In [3]:
import pandas as pd
import numpy as np
import os
import json
from collections import defaultdict


def calculate_jaccard(set1, set2):
    """计算两个集合的Jaccard系数"""
    intersection = len(set1.intersection(set2))
    union = len(set1.union(set2))
    return intersection / union if union > 0 else 0


def calculate_overlap(set1, set2):
    """计算重叠系数：交集大小 / 较小集合大小"""
    intersection = len(set1.intersection(set2))
    denominator = min(len(set1), len(set2))
    return intersection / denominator if denominator > 0 else 0


def calculate_modified_similarity(set1, set2, lambda_param=0.6):
    """计算修改版相似度，适用于大社区
    结合Jaccard系数和重叠度，λ控制平衡"""
    jaccard = calculate_jaccard(set1, set2)
    overlap1 = len(set1.intersection(set2)) / len(set1) if len(set1) > 0 else 0
    overlap2 = len(set1.intersection(set2)) / len(set2) if len(set2) > 0 else 0

    # 使用最大重叠度
    max_overlap = max(overlap1, overlap2)

    # 组合相似度
    return lambda_param * jaccard + (1 - lambda_param) * max_overlap


def load_community_data(date):
    """加载特定月份的社区数据"""
    file_path = f'../visualization/assets/data/{date}/handle/rank{date}.csv'
    if not os.path.exists(file_path):
        print(f"文件不存在: {file_path}")
        return None

    df = pd.read_csv(file_path)

    # 构建社区字典 {社区ID: 节点集合}
    communities = {}
    for _, row in df.iterrows():
        comm_id = row['community']
        node_id = row['id']

        if comm_id not in communities:
            communities[comm_id] = set()
        communities[comm_id].add(node_id)

    return communities


def analyze_community_events(t0_date, t1_date):
    """分析两个时间点之间的社区事件
    采用分层处理策略，区分大小社区，优化事件分配逻辑"""
    print(f"分析 {t0_date} 和 {t1_date} 之间的社区事件")

    # 加载两个时间点的社区数据
    t0_communities = load_community_data(t0_date)
    t1_communities = load_community_data(t1_date)

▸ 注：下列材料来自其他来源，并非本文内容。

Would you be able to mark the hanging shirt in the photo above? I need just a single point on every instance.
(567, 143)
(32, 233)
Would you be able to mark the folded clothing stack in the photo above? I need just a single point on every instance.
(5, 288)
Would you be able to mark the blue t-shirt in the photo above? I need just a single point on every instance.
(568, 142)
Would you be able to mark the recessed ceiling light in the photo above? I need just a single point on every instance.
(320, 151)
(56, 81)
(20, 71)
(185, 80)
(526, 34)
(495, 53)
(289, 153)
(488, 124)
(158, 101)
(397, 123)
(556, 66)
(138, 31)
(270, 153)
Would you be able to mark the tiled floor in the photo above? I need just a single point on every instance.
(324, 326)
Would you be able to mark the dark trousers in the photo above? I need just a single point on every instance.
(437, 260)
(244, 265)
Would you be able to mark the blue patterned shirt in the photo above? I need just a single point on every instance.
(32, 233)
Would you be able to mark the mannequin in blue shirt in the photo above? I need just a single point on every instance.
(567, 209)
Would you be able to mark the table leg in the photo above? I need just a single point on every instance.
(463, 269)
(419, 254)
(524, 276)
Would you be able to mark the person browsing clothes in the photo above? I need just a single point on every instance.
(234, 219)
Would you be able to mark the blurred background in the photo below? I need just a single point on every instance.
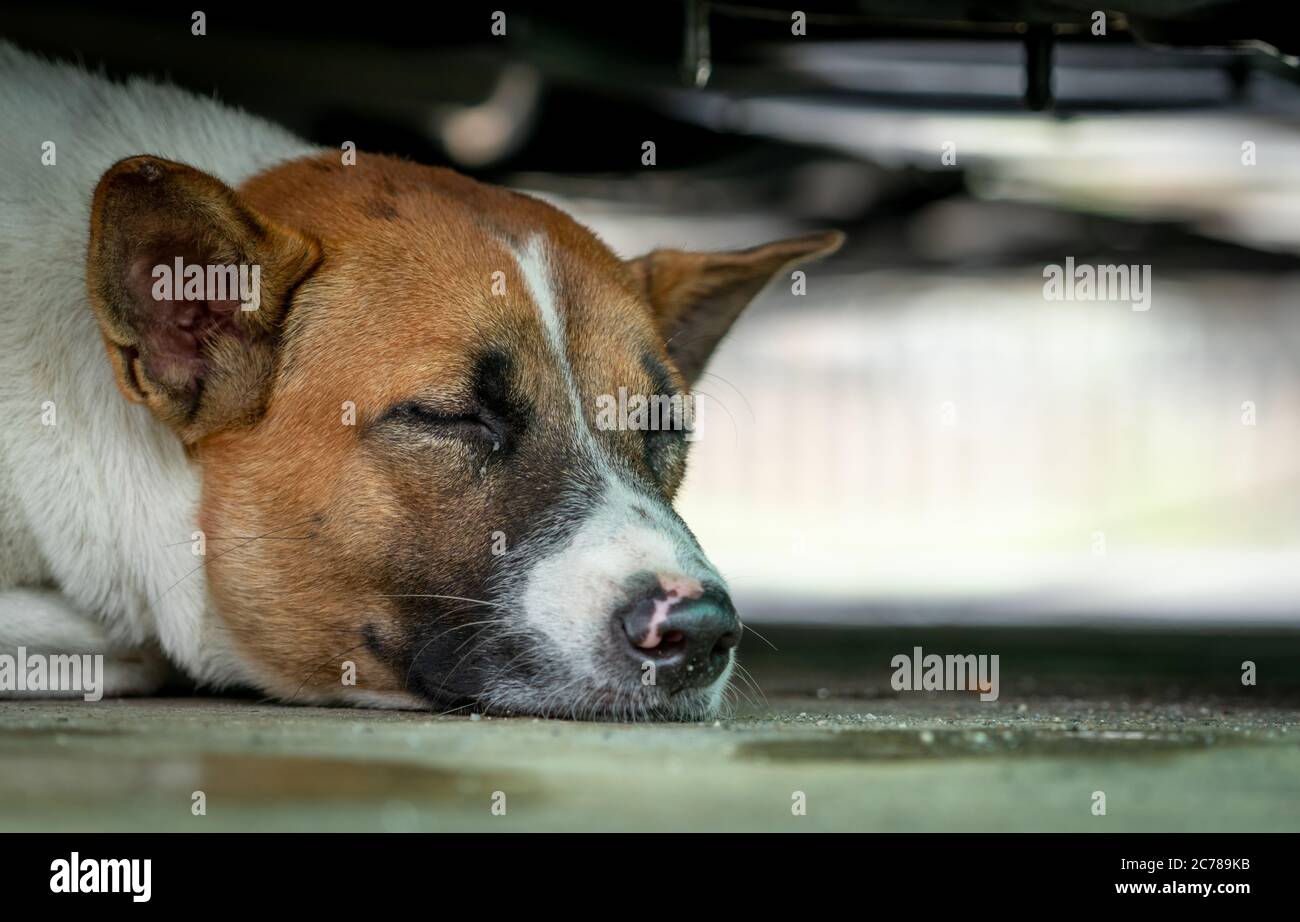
(921, 437)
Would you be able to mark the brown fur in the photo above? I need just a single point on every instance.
(397, 304)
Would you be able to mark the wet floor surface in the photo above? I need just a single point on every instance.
(1156, 724)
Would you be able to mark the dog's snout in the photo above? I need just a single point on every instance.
(683, 630)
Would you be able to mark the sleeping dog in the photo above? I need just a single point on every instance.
(325, 425)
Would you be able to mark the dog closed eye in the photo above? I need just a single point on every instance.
(475, 425)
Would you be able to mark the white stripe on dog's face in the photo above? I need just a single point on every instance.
(571, 588)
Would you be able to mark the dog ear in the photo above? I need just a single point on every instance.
(198, 347)
(697, 295)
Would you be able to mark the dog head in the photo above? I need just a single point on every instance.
(411, 489)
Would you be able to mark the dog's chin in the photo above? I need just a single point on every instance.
(590, 701)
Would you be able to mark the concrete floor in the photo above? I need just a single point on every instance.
(1157, 722)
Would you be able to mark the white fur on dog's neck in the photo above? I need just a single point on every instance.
(96, 511)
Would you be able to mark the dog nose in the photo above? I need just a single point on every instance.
(687, 636)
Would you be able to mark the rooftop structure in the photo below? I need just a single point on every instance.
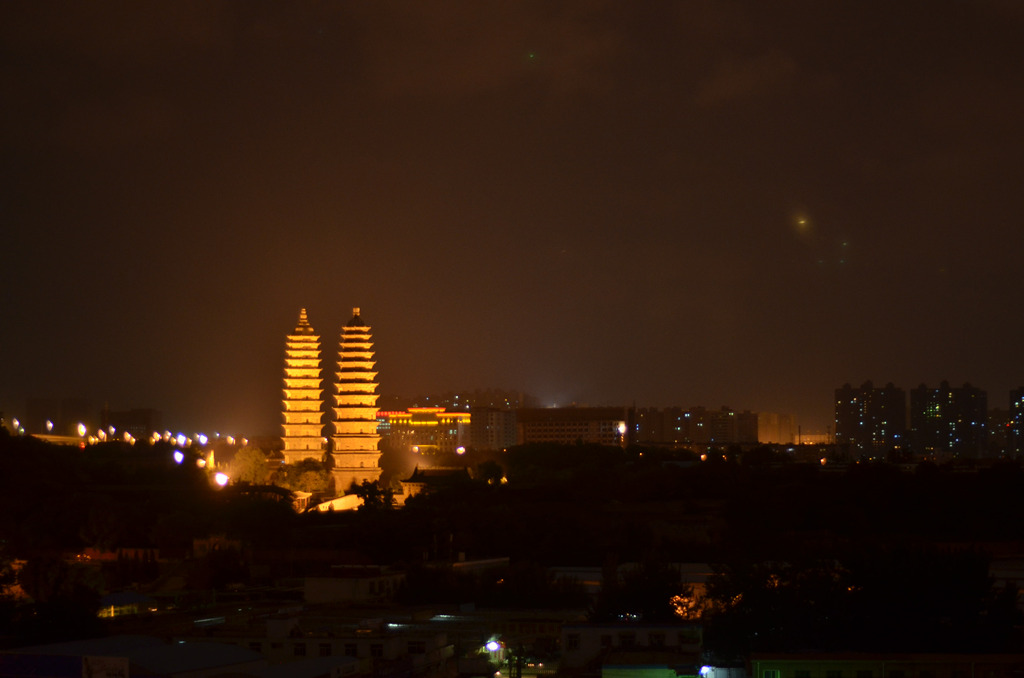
(303, 428)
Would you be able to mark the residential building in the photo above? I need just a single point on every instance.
(870, 421)
(949, 422)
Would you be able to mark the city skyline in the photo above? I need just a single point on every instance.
(675, 204)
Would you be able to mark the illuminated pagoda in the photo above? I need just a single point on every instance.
(303, 426)
(356, 457)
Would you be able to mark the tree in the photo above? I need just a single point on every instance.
(375, 498)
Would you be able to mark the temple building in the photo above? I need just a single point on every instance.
(303, 436)
(355, 454)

    if t0_communities is None or t1_communities is None:
        print("缺少社区数据，跳过分析")
        return None

    # 跟踪已分配事件的社区
    t0_assigned = set()
    t1_assigned = set()

    # 事件记录
    events = []

    # 将社区分为大社区和小社区
    t0_large_communities = {cid: nodes for cid, nodes in t0_communities.items() if len(nodes) >= 100}
    t0_small_communities = {cid: nodes for cid, nodes in t0_communities.items() if len(nodes) < 100}
    t1_large_communities = {cid: nodes for cid, nodes in t1_communities.items() if len(nodes) >= 100}
    t1_small_communities = {cid: nodes for cid, nodes in t1_communities.items() if len(nodes) < 100}

    print(f"t0大社区数量: {len(t0_large_communities)}, 小社区数量: {len(t0_small_communities)}")
    print(f"t1大社区数量: {len(t1_large_communities)}, 小社区数量: {len(t1_small_communities)}")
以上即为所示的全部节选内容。